Fraser’s pouring his whisky when Paddy turns back around. His razor-sharp focus is unsettling; he never stops watching Paddy, even when his colleague leans over the bar to kiss both of Johnny’s glitter-dusted cheeks.

‘I didn’t tell you what kind I wanted,’ Paddy says.

Fraser shrugs. ‘I got bored waiting for an answer.’ He slides the card machine across the bartop.

Paddy taps his card against the machine and takes his first sip. It is definitely Famous Grouse.

He spends a contemplative half-hour folding origami elephants out of the scrap paper in his rucksack. Meanwhile, the bar grows busier. Fraser gets into a rhythm with pouring drinks, bobbing along to the music till he notices Paddy watching him, at which point he becomes self-conscious and stops. Paddy takes out a book.

‘Really, Paddy?’ asks Augustin, sliding up beside him in a cloud of cologne and contempt. ‘On a night like this?’

‘T. S. Eliot suits all nights,’ Paddy replies. ‘Will I suck your cock in the downstairs bathroom, then, or are we still pretending you’re in a committed relationship?’

‘Fuck you, Paddy.’

‘Aye, you’ve tried,’ Paddy mutters.

Augustin’s jaw slackens, but before he can retaliate, Fraser’s hand comes down on the bartop between them.

‘I don’t care whether you fight or fuck each other,’ Fraser informs them, his voice impossibly weary, ‘just do it somewhere I don’t have to look at you.’

Augustin blows a strand of hair out of his face. ‘We can behave.’ He leans towards Fraser, who tilts his head attentively. Paddy doesn’t hear Augustin’s drink order, too busy admiring the origami angles of Fraser’s bone structure, but it’s always the same anyway—a bottle of Nero d’Avola. One glass.

‘No one to share it with,’ Augustin explains, gesturing expansively at the now-crowded bar. ‘Unless I join that party of old ladies celebrating their friend’s hip replacement.’

‘“And when I am formulated, sprawling on a pin,”’ Paddy murmurs in agreement, ‘“when I am pinned and wriggling on the wall…”’

‘“Then how should I begin to spit out all the butt-ends of my days and ways?”’ Augustin finishes. ‘Dull as always, your Eliot. I quite like him in translation, however. Dance with me.’

‘I’d rather choke,’ says Paddy amiably enough. He turns a page.
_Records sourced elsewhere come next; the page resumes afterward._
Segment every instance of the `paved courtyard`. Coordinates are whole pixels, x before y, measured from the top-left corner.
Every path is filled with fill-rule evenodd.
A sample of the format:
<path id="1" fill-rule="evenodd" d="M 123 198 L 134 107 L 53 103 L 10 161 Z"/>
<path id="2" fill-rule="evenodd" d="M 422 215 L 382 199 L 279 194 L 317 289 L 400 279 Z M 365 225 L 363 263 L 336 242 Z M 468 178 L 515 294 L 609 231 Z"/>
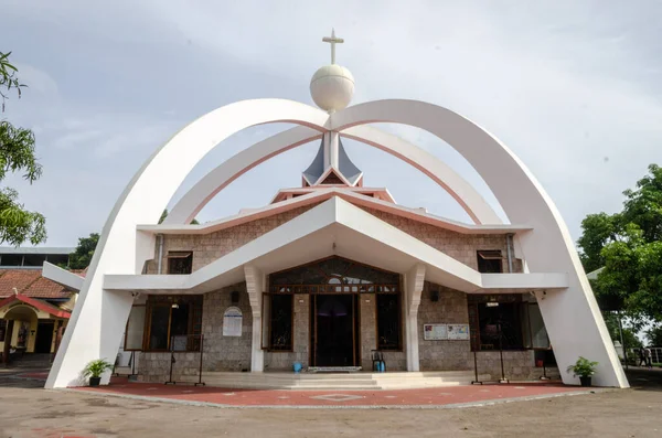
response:
<path id="1" fill-rule="evenodd" d="M 23 375 L 19 378 L 18 374 L 0 373 L 0 437 L 321 437 L 330 435 L 343 437 L 659 437 L 662 435 L 662 421 L 660 421 L 662 372 L 659 371 L 630 371 L 629 378 L 634 388 L 626 391 L 596 392 L 479 407 L 370 410 L 190 406 L 153 399 L 108 396 L 102 394 L 102 391 L 97 393 L 45 391 L 41 388 L 43 382 L 36 380 L 40 377 L 39 373 L 33 374 L 32 377 L 33 380 L 29 380 Z M 130 385 L 135 384 L 127 384 L 127 387 Z M 147 387 L 156 386 L 147 385 Z M 510 386 L 512 392 L 526 392 L 527 389 L 515 389 L 515 387 L 530 385 Z M 467 387 L 451 389 L 458 391 L 459 395 L 462 392 L 489 394 L 481 392 L 483 389 L 509 391 L 504 388 L 474 386 L 472 392 Z M 452 394 L 451 389 L 435 391 Z M 159 391 L 161 397 L 166 389 L 159 387 L 153 391 Z M 169 387 L 167 391 L 192 389 L 178 386 Z M 214 389 L 205 391 L 212 393 Z M 421 394 L 427 391 L 429 389 L 425 389 Z M 204 391 L 184 394 L 203 393 Z M 229 392 L 216 389 L 218 397 L 233 398 L 242 394 L 233 392 L 232 396 L 222 395 L 227 393 Z M 311 393 L 305 395 L 291 392 L 287 392 L 285 396 L 288 396 L 287 394 L 290 397 L 314 396 Z M 391 394 L 383 393 L 382 397 L 387 395 Z M 420 397 L 425 396 L 420 395 Z"/>

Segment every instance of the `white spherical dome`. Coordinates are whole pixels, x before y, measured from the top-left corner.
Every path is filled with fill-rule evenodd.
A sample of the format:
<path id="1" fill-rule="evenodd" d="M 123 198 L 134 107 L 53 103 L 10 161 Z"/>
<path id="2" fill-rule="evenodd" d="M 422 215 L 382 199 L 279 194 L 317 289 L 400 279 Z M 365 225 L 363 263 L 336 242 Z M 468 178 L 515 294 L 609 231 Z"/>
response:
<path id="1" fill-rule="evenodd" d="M 354 76 L 340 65 L 324 65 L 310 79 L 310 95 L 327 111 L 343 109 L 354 95 Z"/>

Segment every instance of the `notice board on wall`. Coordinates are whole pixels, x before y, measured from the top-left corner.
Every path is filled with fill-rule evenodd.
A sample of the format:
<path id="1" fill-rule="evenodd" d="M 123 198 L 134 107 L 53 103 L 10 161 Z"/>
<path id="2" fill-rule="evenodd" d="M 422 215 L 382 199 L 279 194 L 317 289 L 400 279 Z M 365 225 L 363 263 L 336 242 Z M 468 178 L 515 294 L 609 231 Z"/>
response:
<path id="1" fill-rule="evenodd" d="M 446 324 L 424 324 L 423 339 L 426 341 L 441 341 L 448 339 Z"/>
<path id="2" fill-rule="evenodd" d="M 238 307 L 228 307 L 223 313 L 223 335 L 241 336 L 244 316 Z"/>
<path id="3" fill-rule="evenodd" d="M 453 341 L 469 340 L 469 324 L 447 324 L 448 339 Z"/>

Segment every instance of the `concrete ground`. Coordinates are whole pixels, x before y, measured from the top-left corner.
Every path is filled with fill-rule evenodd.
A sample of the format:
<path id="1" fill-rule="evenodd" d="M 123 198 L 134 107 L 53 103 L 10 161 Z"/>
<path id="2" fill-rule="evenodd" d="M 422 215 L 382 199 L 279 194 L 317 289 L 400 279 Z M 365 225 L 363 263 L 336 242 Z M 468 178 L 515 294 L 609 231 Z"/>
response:
<path id="1" fill-rule="evenodd" d="M 236 409 L 77 392 L 0 373 L 0 437 L 660 437 L 662 372 L 632 389 L 459 409 Z"/>

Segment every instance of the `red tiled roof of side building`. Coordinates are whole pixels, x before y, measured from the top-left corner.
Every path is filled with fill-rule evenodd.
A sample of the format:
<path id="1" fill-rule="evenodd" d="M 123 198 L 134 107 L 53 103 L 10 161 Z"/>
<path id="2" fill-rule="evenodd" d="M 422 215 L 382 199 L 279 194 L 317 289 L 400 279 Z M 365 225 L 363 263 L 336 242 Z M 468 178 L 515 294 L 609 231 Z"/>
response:
<path id="1" fill-rule="evenodd" d="M 0 298 L 14 295 L 14 288 L 25 297 L 41 299 L 70 298 L 73 293 L 42 277 L 41 269 L 0 269 Z"/>

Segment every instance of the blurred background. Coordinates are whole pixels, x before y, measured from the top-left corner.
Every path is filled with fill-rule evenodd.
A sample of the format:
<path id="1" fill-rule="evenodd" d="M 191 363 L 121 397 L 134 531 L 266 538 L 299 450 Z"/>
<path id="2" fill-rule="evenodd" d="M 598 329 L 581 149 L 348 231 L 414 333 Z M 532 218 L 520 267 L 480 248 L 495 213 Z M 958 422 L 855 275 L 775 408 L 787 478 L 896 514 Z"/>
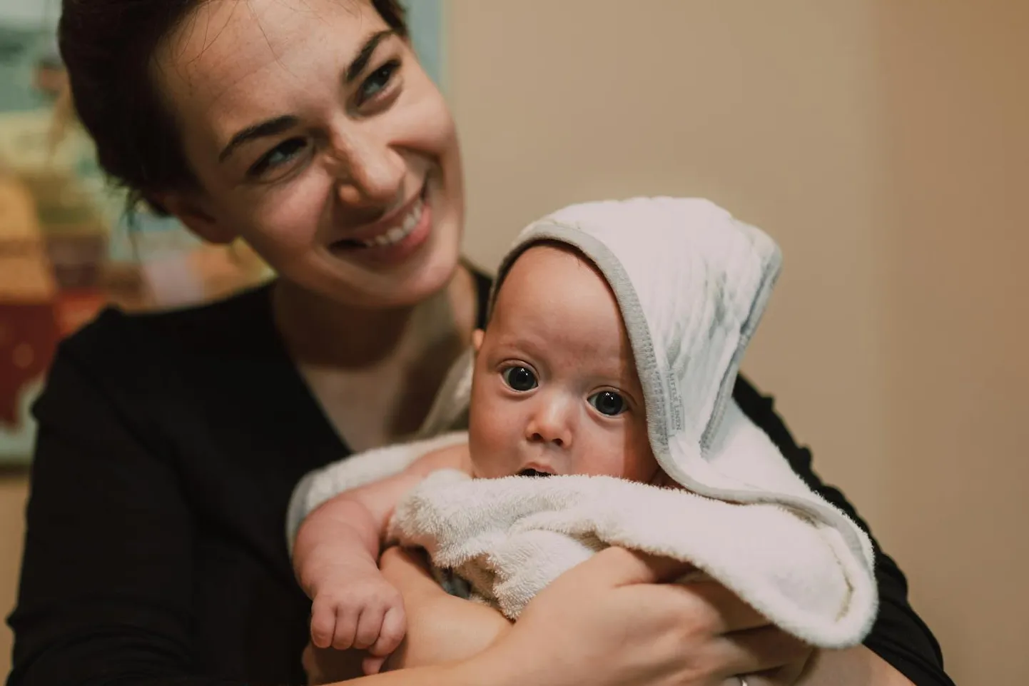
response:
<path id="1" fill-rule="evenodd" d="M 959 684 L 1029 674 L 1029 2 L 410 0 L 458 121 L 468 255 L 572 202 L 706 196 L 782 245 L 744 362 L 908 573 Z M 63 99 L 51 0 L 0 0 L 0 610 L 27 408 L 97 308 L 268 273 L 131 228 Z M 61 135 L 58 135 L 58 133 Z M 0 673 L 9 633 L 0 628 Z"/>

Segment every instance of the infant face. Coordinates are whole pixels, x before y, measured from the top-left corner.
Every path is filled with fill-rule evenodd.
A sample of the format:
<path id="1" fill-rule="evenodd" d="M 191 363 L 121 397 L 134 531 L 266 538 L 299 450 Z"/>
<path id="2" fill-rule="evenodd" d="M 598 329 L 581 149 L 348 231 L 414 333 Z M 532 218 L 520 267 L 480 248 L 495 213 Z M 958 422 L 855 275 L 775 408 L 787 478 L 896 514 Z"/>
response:
<path id="1" fill-rule="evenodd" d="M 475 345 L 475 477 L 662 480 L 622 313 L 607 281 L 578 253 L 548 244 L 526 250 Z"/>

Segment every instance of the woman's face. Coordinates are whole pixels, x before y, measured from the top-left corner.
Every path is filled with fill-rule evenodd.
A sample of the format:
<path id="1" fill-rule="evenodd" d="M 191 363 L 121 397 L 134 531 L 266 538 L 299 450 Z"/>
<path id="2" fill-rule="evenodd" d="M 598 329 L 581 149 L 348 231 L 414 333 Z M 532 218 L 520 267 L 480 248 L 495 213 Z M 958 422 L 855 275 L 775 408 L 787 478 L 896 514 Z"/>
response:
<path id="1" fill-rule="evenodd" d="M 365 0 L 212 0 L 153 75 L 200 184 L 158 199 L 211 241 L 359 307 L 411 305 L 457 267 L 454 122 Z"/>

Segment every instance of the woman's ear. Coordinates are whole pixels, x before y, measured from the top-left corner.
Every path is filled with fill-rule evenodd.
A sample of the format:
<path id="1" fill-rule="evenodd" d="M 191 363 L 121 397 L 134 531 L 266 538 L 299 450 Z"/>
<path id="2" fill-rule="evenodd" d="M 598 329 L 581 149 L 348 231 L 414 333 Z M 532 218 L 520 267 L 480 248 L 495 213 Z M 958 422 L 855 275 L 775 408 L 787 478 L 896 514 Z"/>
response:
<path id="1" fill-rule="evenodd" d="M 227 245 L 239 238 L 234 229 L 218 221 L 208 211 L 197 194 L 173 191 L 154 194 L 153 201 L 208 243 Z"/>

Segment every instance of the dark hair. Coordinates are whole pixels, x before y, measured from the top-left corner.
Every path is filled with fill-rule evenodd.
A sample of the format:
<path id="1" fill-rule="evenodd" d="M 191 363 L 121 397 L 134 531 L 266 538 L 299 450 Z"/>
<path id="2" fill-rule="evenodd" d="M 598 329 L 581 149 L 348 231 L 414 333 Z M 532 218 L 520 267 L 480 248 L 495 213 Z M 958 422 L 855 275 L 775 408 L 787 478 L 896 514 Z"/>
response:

‘Paddy, if you’re just going to read all night, you should vacate your premium spot at the bar,’ Fraser warns.

‘You’ll have to beat me off with a stick, Wee Lad,’ Paddy says.

He’s gratified when Fraser’s eyes widen.

‘What did you just call me?’

Paddy bares his teeth and doesn’t respond. Fraser’s lips move silently as he begins to form a retort, a flush rising to his cheeks. But he doesn’t get a chance to deliver it, scathing as it must be; he has to dart off to the other end of the bar to serve the women who’ve been waiting patiently for some minutes. Paddy chews his thumbnail, noticing that Fraser doesn’t lean in nearly as close to take drink orders which come from women.

‘You used to watch me like that,’ says Augustin with a kind of exasperated fondness, and squeezes Paddy’s shoulder. ‘Your next drink’s on me.’